A molecular tumor board will review the proposed drug-target match and guide the clinician on potential treatments, on or off the study. For patients enrolled and treated through TAPUR, safety and efficacy outcomes will be recorded. TAPUR’s primary endpoint is objective response rate, which will give a signal of the drug’s potential activity.

It is ASCO’s intent that patients who respond to a therapy would be able to continue to receive that drug at no cost for as long as the patient benefits.

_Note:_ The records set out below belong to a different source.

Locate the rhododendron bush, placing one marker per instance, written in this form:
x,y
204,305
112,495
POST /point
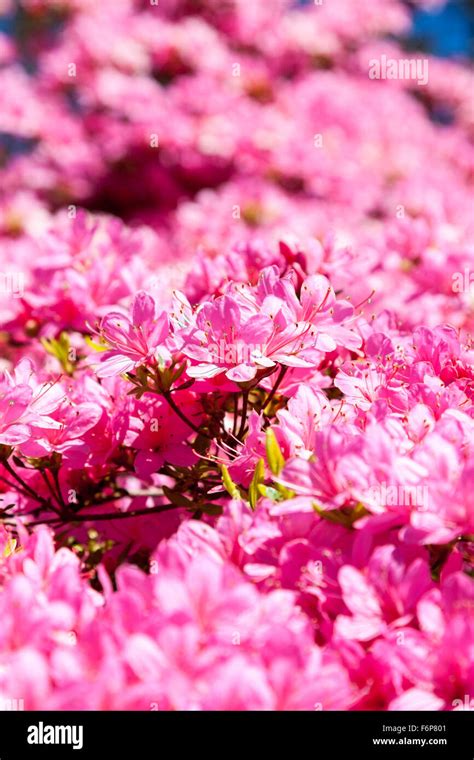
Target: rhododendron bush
x,y
237,372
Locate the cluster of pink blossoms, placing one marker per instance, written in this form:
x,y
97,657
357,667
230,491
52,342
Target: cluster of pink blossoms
x,y
237,370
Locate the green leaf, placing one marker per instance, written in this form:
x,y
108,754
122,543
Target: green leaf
x,y
258,478
229,484
275,458
95,346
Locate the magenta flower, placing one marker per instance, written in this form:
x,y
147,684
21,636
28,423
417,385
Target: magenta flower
x,y
134,340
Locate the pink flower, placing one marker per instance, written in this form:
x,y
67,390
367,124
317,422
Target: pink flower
x,y
134,340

For more on the TAPUR trial, see the June 10, 2015, issue of The ASCO Post, page 95, or visit

NCI-MATCH in 2,400 Sites

The prospective NCI-MATCH trial is larger and available to more clinicians than TAPUR, which is a registry. NCI-MATCH, in fact, is the “largest, most rigorous precision oncology trial in history” and “unprecedented in its scope,” Dr. Doroshow announced, adding, “The pain and gain of getting this going has been worth it.”

The study is being conducted throughout the 2,400 sites of the NCI-supported National Clinical Trials Network. Dr. Doroshow predicted that 3,000 patients will be screened to find 1,000 with mutations to which a drug can be matched.

With objective response as the primary endpoint, the study will initially focus on 10 variants and treatment arms (Table 1). The number of targets will increase soon to 20 or more.

“If we receive the resources we have requested, we hope to leverage this trial and other precision medicine trials and develop further MATCH-like studies where we go deeper into a particular disease, based on early signals from this investigation,” Dr. Doroshow said.

For more on the NCI-MATCH trial, visit ■

Disclosure: Drs. Hudis, Doroshow, and Schilsky reported no potential conflicts of interest.